The HRCT findings consist of numerous bilateral centrilobular nodular opacities, focal ground glass opacities, and patchy areas of consolidation [54]. In a small series that compared pulmonary alveolar proteinosis (PAP) and acute silicosis, the most common HRCT finding in PAP was “crazy paving”, while the most common finding in acute silicosis was dependent consolidation and nodular calcification [55]. (See "Clinical manifestations and etiology of pulmonary alveolar proteinosis in adults".)
Hilar lymph node enlargement may be apparent on HRCT, which is a typical feature of silicosis, but not of PAP [53]. In a series of 13 patients, calcified lymph nodes were noted on HRCT in 11 (85 percent) [54]. (See "Imaging of occupational lung diseases", section on 'Silicosis'.)
Bronchoalveolar lavage — When acute silicosis is suspected, bronchoalveolar lavage (BAL) is used to exclude infection, eosinophilic pneumonia, and alveolar hemorrhage. In acute silicoproteinosis, BAL yields a thick, opaque (milky) effluent similar to that seen in pulmonary alveolar proteinosis. On cytologic examination, the macrophages in the BAL are foamy and the lipoproteinaceous material stains brightly positive with periodic acid-Schiff (PAS) reagent [56]. (See "Basic principles and technique of bronchoalveolar lavage" and "Clinical manifestations and etiology of pulmonary alveolar proteinosis in adults", section on 'Bronchoalveolar lavage'.)

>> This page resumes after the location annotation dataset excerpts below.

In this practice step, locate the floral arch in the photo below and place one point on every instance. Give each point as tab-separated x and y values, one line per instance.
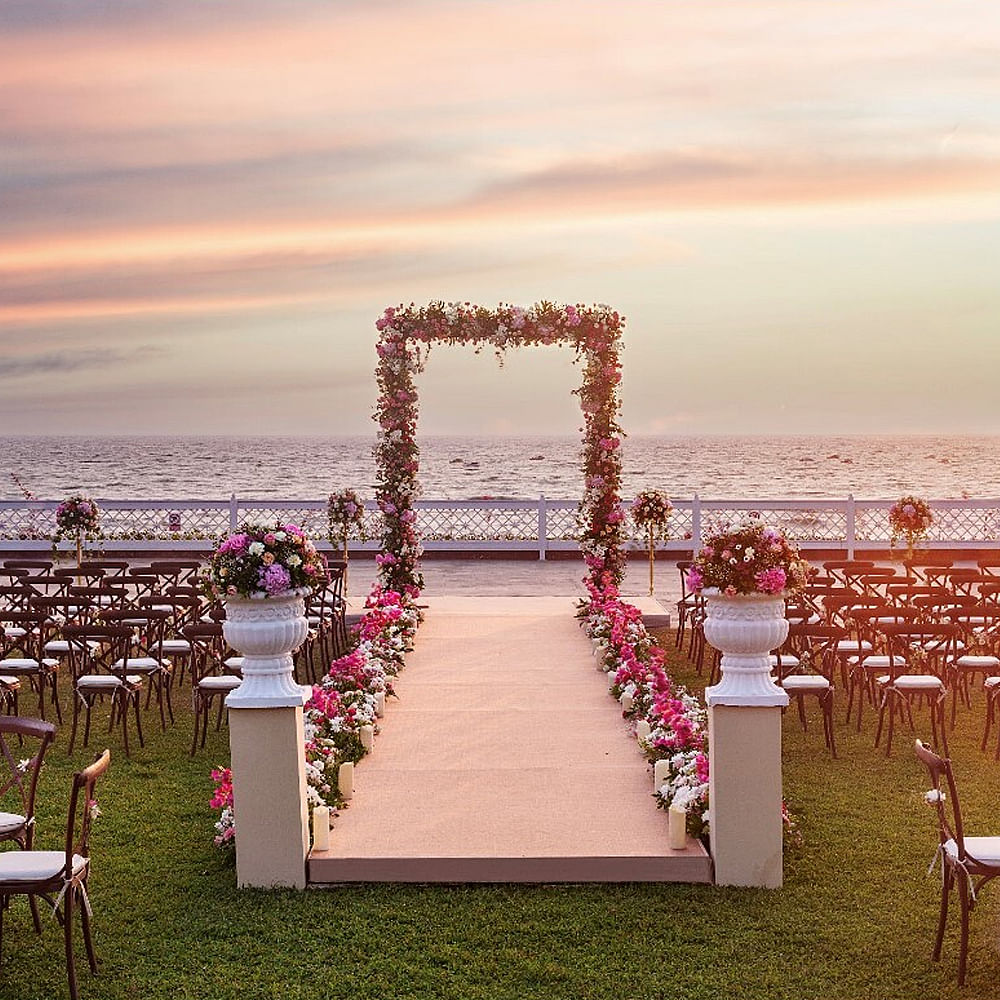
406	334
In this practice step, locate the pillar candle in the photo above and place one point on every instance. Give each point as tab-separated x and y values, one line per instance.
321	828
345	779
677	828
661	771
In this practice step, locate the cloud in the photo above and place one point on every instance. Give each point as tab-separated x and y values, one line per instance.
62	362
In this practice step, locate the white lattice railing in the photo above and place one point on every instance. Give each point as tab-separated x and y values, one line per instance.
540	525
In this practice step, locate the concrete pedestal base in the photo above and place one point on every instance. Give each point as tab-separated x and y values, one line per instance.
745	794
269	797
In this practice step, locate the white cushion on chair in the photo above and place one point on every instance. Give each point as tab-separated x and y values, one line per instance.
10	821
24	665
977	662
144	664
805	683
787	660
853	646
106	680
981	848
220	683
36	866
918	682
881	662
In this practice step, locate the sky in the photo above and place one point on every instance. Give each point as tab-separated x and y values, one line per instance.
205	206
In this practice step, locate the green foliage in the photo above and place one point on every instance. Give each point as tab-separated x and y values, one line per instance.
855	919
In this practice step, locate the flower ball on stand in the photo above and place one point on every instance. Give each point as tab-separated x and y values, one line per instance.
77	517
263	574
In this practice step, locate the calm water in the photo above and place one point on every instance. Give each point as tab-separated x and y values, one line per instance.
880	467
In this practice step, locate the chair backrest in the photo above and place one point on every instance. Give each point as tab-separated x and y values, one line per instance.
82	806
18	773
95	647
949	817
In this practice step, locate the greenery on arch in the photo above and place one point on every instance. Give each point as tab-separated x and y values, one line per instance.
406	334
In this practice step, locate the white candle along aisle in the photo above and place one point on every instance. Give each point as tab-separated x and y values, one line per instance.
677	828
345	779
321	828
661	771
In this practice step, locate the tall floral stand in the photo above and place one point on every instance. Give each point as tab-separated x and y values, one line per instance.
744	737
652	558
266	741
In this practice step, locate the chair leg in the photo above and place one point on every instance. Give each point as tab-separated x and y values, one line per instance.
947	882
963	946
88	939
35	919
68	933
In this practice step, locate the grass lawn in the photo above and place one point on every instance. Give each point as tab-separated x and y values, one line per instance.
855	919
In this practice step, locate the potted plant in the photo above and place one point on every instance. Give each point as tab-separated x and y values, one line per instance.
744	571
262	574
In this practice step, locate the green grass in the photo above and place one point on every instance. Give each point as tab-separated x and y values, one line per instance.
855	919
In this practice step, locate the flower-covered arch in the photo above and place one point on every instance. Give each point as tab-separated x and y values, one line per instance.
406	334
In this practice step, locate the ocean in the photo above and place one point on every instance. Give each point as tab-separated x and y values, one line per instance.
309	468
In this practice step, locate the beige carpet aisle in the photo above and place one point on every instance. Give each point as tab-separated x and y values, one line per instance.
504	760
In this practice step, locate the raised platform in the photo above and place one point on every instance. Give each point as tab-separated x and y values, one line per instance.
504	760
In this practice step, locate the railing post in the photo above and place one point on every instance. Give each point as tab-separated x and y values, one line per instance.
543	527
851	525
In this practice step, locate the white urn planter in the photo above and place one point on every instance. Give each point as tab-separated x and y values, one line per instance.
746	628
266	631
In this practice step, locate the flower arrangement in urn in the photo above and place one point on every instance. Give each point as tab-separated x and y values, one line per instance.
77	517
261	561
909	518
651	512
748	557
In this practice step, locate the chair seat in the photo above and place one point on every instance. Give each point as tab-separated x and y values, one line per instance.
220	683
971	662
787	660
981	848
853	646
60	647
142	664
9	822
36	866
25	665
805	683
881	662
918	682
109	681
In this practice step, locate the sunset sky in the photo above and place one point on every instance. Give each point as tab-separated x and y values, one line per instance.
204	206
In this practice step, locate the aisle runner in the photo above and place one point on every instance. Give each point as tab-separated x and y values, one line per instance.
504	760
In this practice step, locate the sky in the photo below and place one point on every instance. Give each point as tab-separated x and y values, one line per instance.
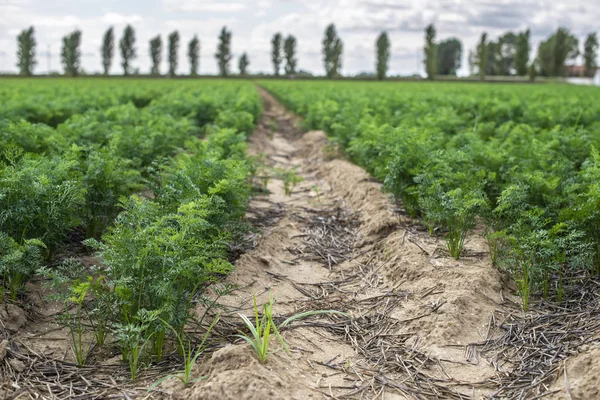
253	23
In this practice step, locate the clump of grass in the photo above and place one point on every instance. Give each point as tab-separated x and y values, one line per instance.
263	326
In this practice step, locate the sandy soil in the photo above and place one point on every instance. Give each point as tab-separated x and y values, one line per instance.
335	243
417	307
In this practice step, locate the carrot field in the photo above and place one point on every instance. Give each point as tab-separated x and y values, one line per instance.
297	239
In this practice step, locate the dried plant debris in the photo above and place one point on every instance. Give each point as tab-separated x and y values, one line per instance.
329	235
530	352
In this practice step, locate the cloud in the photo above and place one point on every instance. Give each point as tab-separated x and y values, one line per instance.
204	5
112	18
253	23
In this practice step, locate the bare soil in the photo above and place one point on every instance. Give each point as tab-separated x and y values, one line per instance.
340	243
416	318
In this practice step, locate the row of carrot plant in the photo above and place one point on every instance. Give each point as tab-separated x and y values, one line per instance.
157	188
521	160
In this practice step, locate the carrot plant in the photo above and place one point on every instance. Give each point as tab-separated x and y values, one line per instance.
451	196
17	263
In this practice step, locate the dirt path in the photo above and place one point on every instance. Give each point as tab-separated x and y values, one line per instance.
337	243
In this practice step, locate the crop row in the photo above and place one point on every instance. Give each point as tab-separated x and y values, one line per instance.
158	189
520	160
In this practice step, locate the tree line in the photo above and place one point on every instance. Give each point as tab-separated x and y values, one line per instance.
508	55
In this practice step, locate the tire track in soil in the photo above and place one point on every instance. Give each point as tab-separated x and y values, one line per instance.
338	243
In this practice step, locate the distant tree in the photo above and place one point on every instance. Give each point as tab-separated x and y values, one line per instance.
481	56
590	54
532	71
243	64
173	50
507	48
430	52
492	63
449	54
566	47
155	54
554	52
223	54
289	49
545	57
276	57
471	61
71	54
383	55
194	55
107	49
26	51
522	49
332	52
128	51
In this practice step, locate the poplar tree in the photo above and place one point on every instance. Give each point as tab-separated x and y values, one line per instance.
194	55
332	52
590	54
155	55
128	50
430	52
26	51
71	54
276	57
243	64
522	50
481	56
108	49
289	49
383	55
173	50
223	54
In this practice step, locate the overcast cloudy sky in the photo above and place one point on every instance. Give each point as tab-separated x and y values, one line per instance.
254	22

Histopathology — The histopathology of acute silicosis is different from that of chronic or accelerated silicosis. Silicotic nodules are rarely seen, and, if present, are usually poorly developed. As described for BAL fluid, proteinaceous material fills the alveoli and consists largely of phospholipids or surfactant (or surfactant-like material) and stains with PAS reagent. The interstitium is thickened with inflammatory cells; a minimal amount of pulmonary fibrosis is typically present. Alveoli may be lined with prominent epithelial cells, the majority of which are hypertrophic type II pneumocytes [57]. In addition, desquamated pneumocytes, macrophages, and silica particles are found in the alveolar spaces. The histologic appearance of acute silicosis resembles that of idiopathic alveolar proteinosis (picture 1) [44]. (See "Clinical manifestations and etiology of pulmonary alveolar proteinosis in adults".)
Diagnosis — The diagnosis of acute silicosis is based upon the history of an acute, high dose silica exposure, imaging findings of diffuse nodular and patchy consolidative opacities, a milky, lipoproteinaceous bronchoalveolar lavage effluent, and exclusion of other potential explanations (infection, pulmonary edema, alveolar hemorrhage, eosinophilic pneumonia, primary pulmonary alveolar proteinosis). A lung biopsy is not necessary in the setting of a definite exposure history and these characteristic findings.
Once lipoproteinaceous fluid has been obtained by BAL or observed on biopsy, other causes of alveolar proteinosis or lipidosis are usually identified by history of inhalational exposure (eg, titanium, indium-tin oxide, or aluminum), testing for GM-CSF antibodies, lipid-laden macrophages in bronchoalveolar lavage fluid (suggest lipoid pneumonia), stains and/or cultures obtained from bronchoscopy (eg, Pneumocystis jirovecii or Nocardia), or presence of leukemic cells in the peripheral blood. (See "Diagnosis and treatment of pulmonary alveolar proteinosis in adults", section on 'Evaluation and diagnosis' and "Clinical presentation and diagnosis of Pneumocystis pulmonary infection in HIV-infected patients", section on 'Bronchoalveolar lavage' and "Clinical manifestations and diagnosis of nocardiosis" and "Aspiration pneumonia in adults", section on 'Lipoid pneumonia'.)